New Greek Manuscript at the Fisher
For 111 years, the Codex Torontonensis, the oldest complete book in the Fisher Library, has been awaiting a companion from its Byzantine home to join it on our library shelves. This past February, that long wait finally ended. Through the kind auspices of the Office of the Chief Librarian and the University’s Collection Development Department, a Greek Gospel Lectionary was added to the Fisher’s medieval manuscript holdings.
Like the Codex, it was most likely transcribed at Constantinople in the middle of the eleventh century, and displays many of the same artistic and calligraphic traits (see images below - click on the image for a larger view). Apart from its antiquity and simple beauty, what sets this manuscript apart from the others in the library is its remarkable provenance.
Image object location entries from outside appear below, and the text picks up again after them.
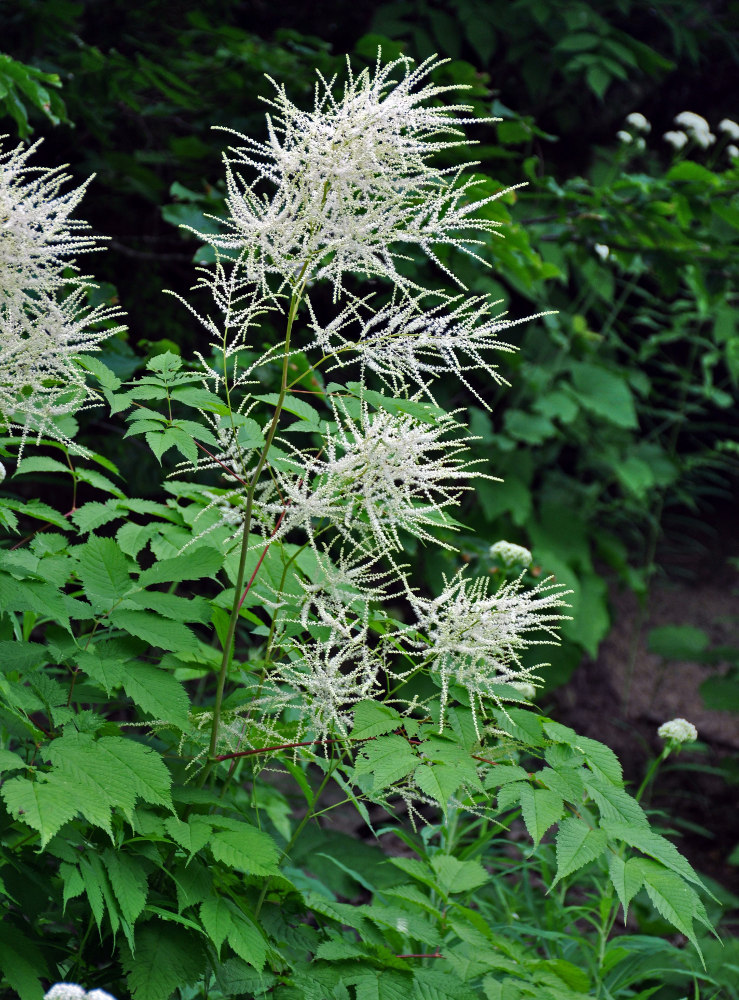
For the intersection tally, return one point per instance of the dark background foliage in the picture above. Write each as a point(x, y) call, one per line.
point(623, 406)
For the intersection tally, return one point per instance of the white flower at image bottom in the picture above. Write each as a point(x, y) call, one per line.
point(678, 731)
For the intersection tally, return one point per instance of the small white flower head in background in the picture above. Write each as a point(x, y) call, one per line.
point(525, 688)
point(730, 127)
point(637, 121)
point(676, 139)
point(697, 127)
point(71, 991)
point(511, 554)
point(678, 731)
point(65, 991)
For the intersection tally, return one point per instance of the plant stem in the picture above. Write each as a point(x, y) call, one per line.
point(228, 644)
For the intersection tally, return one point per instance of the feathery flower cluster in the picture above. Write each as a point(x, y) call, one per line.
point(44, 321)
point(678, 731)
point(404, 343)
point(343, 189)
point(511, 554)
point(71, 991)
point(337, 188)
point(473, 638)
point(382, 473)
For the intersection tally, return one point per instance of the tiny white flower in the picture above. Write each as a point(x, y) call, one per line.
point(678, 731)
point(351, 182)
point(65, 991)
point(676, 139)
point(691, 121)
point(730, 127)
point(526, 688)
point(637, 120)
point(474, 638)
point(511, 554)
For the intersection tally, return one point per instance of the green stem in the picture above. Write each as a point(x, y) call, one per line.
point(228, 644)
point(296, 833)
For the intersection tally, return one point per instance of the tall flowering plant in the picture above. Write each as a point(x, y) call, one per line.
point(264, 614)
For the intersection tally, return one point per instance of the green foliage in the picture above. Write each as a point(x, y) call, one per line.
point(140, 853)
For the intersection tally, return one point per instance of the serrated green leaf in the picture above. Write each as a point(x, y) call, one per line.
point(215, 915)
point(113, 769)
point(21, 963)
point(181, 609)
point(160, 632)
point(615, 804)
point(438, 781)
point(201, 399)
point(167, 957)
point(293, 404)
point(192, 565)
point(41, 804)
point(657, 847)
point(577, 845)
point(371, 718)
point(128, 881)
point(458, 876)
point(103, 570)
point(626, 879)
point(597, 754)
point(246, 849)
point(192, 835)
point(247, 940)
point(672, 898)
point(93, 515)
point(387, 759)
point(540, 808)
point(98, 891)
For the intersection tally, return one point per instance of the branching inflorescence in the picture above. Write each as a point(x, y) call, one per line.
point(346, 189)
point(45, 321)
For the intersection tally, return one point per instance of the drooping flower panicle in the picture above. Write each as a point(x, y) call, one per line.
point(45, 322)
point(342, 187)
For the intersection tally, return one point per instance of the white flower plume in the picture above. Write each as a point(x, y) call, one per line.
point(324, 680)
point(38, 239)
point(404, 343)
point(474, 639)
point(44, 320)
point(337, 188)
point(382, 473)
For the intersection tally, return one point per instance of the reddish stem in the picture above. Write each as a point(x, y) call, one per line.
point(436, 954)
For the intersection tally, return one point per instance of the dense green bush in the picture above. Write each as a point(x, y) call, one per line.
point(171, 859)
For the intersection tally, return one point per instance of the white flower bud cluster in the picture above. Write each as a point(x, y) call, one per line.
point(349, 181)
point(71, 991)
point(474, 638)
point(678, 731)
point(697, 128)
point(511, 554)
point(44, 321)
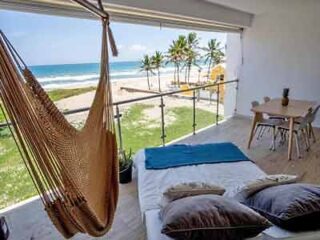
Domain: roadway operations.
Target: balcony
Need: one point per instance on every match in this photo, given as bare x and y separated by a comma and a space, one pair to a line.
28, 220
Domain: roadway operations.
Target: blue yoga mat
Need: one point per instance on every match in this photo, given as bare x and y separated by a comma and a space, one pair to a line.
185, 155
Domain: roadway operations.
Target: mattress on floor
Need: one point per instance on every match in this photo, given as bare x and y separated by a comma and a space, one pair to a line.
153, 226
231, 176
152, 183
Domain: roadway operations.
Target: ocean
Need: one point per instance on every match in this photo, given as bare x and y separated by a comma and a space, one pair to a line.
78, 75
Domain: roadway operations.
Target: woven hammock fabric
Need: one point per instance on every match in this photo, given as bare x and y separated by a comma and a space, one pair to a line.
75, 171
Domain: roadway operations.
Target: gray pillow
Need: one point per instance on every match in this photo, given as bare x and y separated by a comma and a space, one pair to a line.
265, 182
295, 207
190, 189
210, 217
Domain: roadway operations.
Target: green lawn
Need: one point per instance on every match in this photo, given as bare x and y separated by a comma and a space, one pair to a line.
59, 94
138, 131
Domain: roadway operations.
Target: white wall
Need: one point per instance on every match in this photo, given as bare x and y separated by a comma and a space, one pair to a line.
233, 61
282, 49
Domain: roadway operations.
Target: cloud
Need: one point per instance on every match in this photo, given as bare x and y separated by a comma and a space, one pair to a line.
138, 48
120, 46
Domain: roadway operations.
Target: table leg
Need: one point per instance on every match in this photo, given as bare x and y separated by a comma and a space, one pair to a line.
291, 124
253, 127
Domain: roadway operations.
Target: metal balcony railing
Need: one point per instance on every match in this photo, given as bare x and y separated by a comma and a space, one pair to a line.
161, 96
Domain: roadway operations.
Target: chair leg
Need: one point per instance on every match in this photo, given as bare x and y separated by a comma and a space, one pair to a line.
312, 132
306, 138
259, 132
274, 135
297, 145
263, 131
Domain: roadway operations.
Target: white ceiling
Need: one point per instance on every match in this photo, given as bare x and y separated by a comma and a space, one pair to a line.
251, 6
263, 6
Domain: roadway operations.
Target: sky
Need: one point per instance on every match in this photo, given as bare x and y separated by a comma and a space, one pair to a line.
43, 40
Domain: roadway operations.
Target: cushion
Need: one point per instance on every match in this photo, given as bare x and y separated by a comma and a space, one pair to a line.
262, 183
210, 217
190, 189
295, 207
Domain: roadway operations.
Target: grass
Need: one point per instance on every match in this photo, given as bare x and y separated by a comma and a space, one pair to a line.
138, 131
59, 94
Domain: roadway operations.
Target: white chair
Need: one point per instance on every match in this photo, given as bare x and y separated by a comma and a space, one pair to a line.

It was most likely created for use in one of the provincial churches outside of Constantinople, and by the late sixteenth century, formed part of a parish library near Trebizond, on the southern shore of the Black Sea. Its whereabouts between the sixteenth and the nineteenth centuries are unclear, but what is certain is that it was housed at the Metochion (or ecclesiastical embassy church) of the Holy Sepulchre at Constantinople in 1892, together with the now famous “Archimedes Palimpsest.”
At some point in the 1920s, both manuscripts were purchased by the Turko-French antiquarian and bibliophile, Salomon Guerson (1872-1970). It is now known that Guerson altered his manuscripts, supplying forged miniatures in some, while removing folios from others, including the Archimedes, to reinsert elsewhere with “new” texts and images.
What treasures this new addition to the Fisher collections will reveal is now in the hands of our scholars; and for our students, it represents one more piece of literary archeology on which to train their codicological eyes.